なぜ言語は生まれたのか — ロボット工学から見た言語の起源【集合的予測符号化①】
概要
[collective-predictive-coding|集合的予測符号化]シリーズ第1回。言語の起源という難問に、意外にもロボット工学から出た仮説で迫る。鍵は メトロポリス・ヘイスティングス・ネーミングゲーム——2体のロボットが果物画像を各自分類し、受け入れ/拒否を確率的に繰り返すと、バラバラだった名前が綺麗に揃う。背景には人の思考を ベイズ推定とみなす仮説があり、人間の色分け実験でも同じ確率が再現された。各人の世界観がコミュニケーションで揃う過程として言語の起源を捉える。
要点
- 言語の起源研究は1866年パリ言語学会が禁止した過去を持つほどの難問で、今も定説はない
- 新仮説 CPCはロボット工学発。言語・社会・AI・科学まで説明しうる広がりを持つ
- 名付けゲーム: 2体のロボットが果物2000枚を教師なしクラスタリング。通信なしだと名前が一致しない
- メトロポリス・ヘイスティングス法で受け入れ/拒否を繰り返すと名前が揃う。「全部受け入れる」と分類が崩れる
- 土台は ベイズ脳仮説(頻度主義 vs ベイズ主義)。
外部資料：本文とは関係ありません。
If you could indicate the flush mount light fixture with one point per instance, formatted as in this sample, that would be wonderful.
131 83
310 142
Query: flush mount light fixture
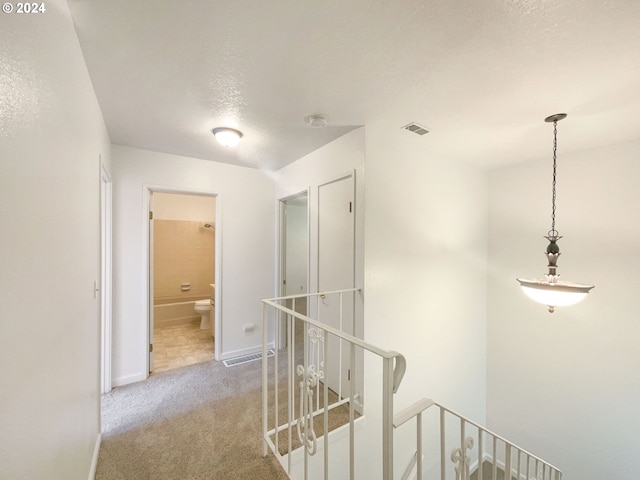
229 137
552 292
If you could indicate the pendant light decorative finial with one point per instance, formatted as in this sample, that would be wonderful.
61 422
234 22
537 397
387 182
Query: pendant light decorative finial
551 291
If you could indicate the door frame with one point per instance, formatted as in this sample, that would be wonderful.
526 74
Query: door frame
281 242
148 280
106 249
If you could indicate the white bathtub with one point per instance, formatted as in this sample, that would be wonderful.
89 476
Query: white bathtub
175 311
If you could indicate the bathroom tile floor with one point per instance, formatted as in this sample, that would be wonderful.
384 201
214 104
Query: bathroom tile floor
181 345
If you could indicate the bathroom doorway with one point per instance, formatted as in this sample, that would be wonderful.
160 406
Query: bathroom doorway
182 261
294 255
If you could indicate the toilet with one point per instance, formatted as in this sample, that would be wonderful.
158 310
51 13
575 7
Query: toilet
203 307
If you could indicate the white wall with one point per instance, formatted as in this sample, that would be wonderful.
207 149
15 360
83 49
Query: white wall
175 206
339 158
425 264
245 228
566 385
51 137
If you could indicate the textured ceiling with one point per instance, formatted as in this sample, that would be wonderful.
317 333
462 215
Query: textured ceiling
482 74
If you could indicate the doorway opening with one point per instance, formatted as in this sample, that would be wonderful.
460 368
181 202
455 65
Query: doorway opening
294 255
105 278
182 272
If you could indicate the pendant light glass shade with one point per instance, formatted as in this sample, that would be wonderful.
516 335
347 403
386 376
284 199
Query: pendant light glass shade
559 294
552 292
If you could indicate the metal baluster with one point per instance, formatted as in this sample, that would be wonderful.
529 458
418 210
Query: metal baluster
480 453
326 411
507 460
443 475
419 444
303 398
265 380
352 435
495 461
276 405
387 418
340 350
290 385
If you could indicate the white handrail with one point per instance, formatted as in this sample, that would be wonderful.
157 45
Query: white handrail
311 369
400 362
393 369
416 410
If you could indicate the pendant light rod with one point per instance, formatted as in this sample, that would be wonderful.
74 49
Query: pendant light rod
551 291
555 119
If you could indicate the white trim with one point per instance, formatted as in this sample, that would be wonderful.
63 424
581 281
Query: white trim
106 278
146 189
126 380
94 458
281 249
244 351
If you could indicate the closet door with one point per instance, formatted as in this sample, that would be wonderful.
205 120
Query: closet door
336 256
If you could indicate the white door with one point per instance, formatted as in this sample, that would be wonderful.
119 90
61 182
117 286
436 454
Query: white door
336 256
105 249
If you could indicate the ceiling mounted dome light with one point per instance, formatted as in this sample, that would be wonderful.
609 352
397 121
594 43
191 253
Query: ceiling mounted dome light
553 292
317 120
229 137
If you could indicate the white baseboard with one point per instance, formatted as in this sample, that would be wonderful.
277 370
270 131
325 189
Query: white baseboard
118 382
94 459
243 351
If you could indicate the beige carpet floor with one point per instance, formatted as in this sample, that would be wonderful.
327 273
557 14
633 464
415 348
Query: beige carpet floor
193 423
201 421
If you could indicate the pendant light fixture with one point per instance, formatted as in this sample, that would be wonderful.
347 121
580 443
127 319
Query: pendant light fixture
552 292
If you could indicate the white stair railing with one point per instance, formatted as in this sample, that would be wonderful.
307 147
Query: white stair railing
468 447
303 384
307 379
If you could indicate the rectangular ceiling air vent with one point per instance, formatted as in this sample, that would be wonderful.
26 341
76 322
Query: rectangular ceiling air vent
416 128
232 362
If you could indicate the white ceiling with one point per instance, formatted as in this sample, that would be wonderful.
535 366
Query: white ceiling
481 74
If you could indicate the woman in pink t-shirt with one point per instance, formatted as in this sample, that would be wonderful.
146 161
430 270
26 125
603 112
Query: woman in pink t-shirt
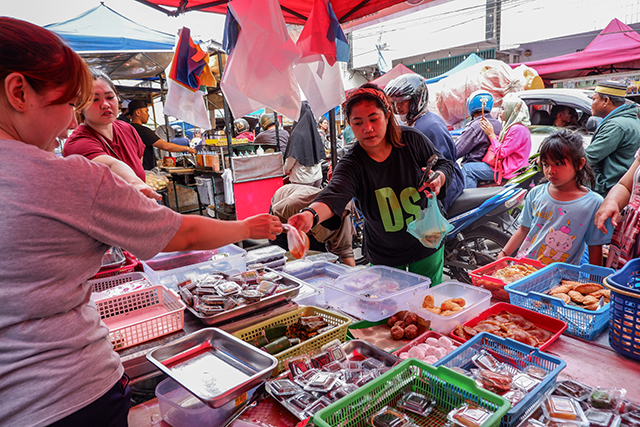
103 139
510 150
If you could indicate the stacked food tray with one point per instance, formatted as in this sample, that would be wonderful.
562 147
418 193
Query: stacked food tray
530 294
516 355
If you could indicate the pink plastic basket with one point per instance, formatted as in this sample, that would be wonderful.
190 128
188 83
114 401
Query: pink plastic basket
129 266
141 316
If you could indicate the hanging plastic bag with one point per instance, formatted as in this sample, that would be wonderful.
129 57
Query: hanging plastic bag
430 227
298 241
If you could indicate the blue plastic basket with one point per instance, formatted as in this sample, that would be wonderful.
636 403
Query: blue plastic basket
516 354
624 318
583 323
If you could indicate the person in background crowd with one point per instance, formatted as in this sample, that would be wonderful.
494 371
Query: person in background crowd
507 153
472 145
383 172
410 96
57 364
334 235
139 112
124 112
242 130
305 152
550 237
103 139
268 134
617 137
179 138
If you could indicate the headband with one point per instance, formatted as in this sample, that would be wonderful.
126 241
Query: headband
377 93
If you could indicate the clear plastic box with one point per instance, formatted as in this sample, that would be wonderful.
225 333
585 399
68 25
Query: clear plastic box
477 300
374 293
171 268
180 408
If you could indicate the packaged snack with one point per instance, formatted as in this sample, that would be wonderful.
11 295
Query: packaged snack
283 387
563 409
469 416
606 398
573 389
417 403
524 382
321 382
388 417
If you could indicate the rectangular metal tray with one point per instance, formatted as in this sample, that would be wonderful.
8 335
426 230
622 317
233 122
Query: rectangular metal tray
213 365
235 313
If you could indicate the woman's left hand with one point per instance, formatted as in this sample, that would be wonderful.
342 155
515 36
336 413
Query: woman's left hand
434 185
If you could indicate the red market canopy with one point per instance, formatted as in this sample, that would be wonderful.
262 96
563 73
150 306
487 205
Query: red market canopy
294 11
615 49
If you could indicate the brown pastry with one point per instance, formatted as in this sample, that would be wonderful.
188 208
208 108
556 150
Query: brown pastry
564 297
428 301
576 296
587 288
410 332
562 289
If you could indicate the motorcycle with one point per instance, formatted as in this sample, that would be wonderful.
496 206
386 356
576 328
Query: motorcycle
482 224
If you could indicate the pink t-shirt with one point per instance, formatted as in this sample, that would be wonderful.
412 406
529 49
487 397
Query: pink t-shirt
127 145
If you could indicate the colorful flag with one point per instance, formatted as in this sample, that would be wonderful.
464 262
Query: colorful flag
188 72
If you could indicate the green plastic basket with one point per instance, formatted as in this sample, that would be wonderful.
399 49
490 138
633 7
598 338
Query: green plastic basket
449 389
340 323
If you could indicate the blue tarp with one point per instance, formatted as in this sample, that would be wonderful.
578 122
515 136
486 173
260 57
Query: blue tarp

人の色分け実験でもMH法のシミュレーションと一致
- 各人の世界観がコミュニケーションで揃う=「集合的」。説明できるのは名詞の一致までで文法は射程外
構造化サマリ
言語の起源という難問とロボット工学
なぜ人間が言語を話すのかは、考えると不思議な問い。鳥も文法を備えた声を持つが人間ほどではない。言語の起源研究は説が乱立して収拾がつかず、1866年にパリ言語学会が規約で扱いを禁じた歴史がある。発達心理学や認知科学で実証的に扱えるようになった今も定説はない。その中で意外にもロボット工学から出た仮説が [collective-predictive-coding|集合的予測符号化]。提唱者は 谷口忠大で、解説者は自らを「CPC のアンバサダー」と呼ぶ。
メトロポリス・ヘイスティングス・ネーミングゲーム
CPC のきっかけになった実験。ロボットA・Bに果物画像(Fruits360、10種類2000枚)を読み込ませ、教師なしクラスタリングで各自カテゴリー分けさせる。通信がないと各自が勝手な記号を付け、AとBでラベルが一致しない。そこで一方が新しい画像に自分のラベルを提案し、相手はメトロポリス・ヘイスティングス法に従って受け入れ/拒否を確率的に判断する。提案が自分の分類をよりうまく説明するなら受け入れる。繰り返すとラベルが綺麗に揃う。命令で全部受け入れさせると、表面は揃っても各自の分類がモザイク状に崩れる。(metropolis-hastings-naming-game)
ベイズ脳仮説
メトロポリス・ヘイスティングス法はマルコフ連鎖モンテカルロ法の一種。背景に、人の思考をベイズ推定とみなす ベイズ脳仮説がある。統計には頻度主義(1万回振って各目1/6)とベイズ主義(これまでの結果=事前確率から次を推定)があり、限られた経験から推定する人間はベイズ的だとされる。子どもが「ワンワン」を覚える過程はこの名付けの好例。
人間での再現と「集合的」の意味
人間でも同じか調べた実験では、微妙に色の違う丸を2人に5分類させ、コンピューター越しに提案と受け入れ/拒否を繰り返させた。受け入れ確率がMH法のシミュレーションとよく一致し、感覚的な判断の背景に確率的な数理があると示唆された。各人が世界観を持ち、コミュニケーションで揃えていく——逆に言語・社会という上位レイヤーが個人を動かす(トップダウン)。複数の主体が集まるから揃う=「集合的」。説明できるのは名詞の一致までで、文法は今後の課題。
登場エンティティ・コンセプト
- 谷口忠大 — CPC の提唱者(本動画では提唱者として参照)
- collective-predictive-coding — シリーズ全体を貫く中心仮説
- metropolis-hastings-naming-game — CPC のきっかけになった名付け実験
- bayesian-brain-hypothesis — 名付けゲームの土台になるベイズ推定の仮説
印象的な引用
あるものに対してりんごって言ったりみかんって言ったりしてるような状態になってしまってる。だから言語の起源を考えた時にはなんでこの共通の呼び名が生まれるのかってことを考えたい。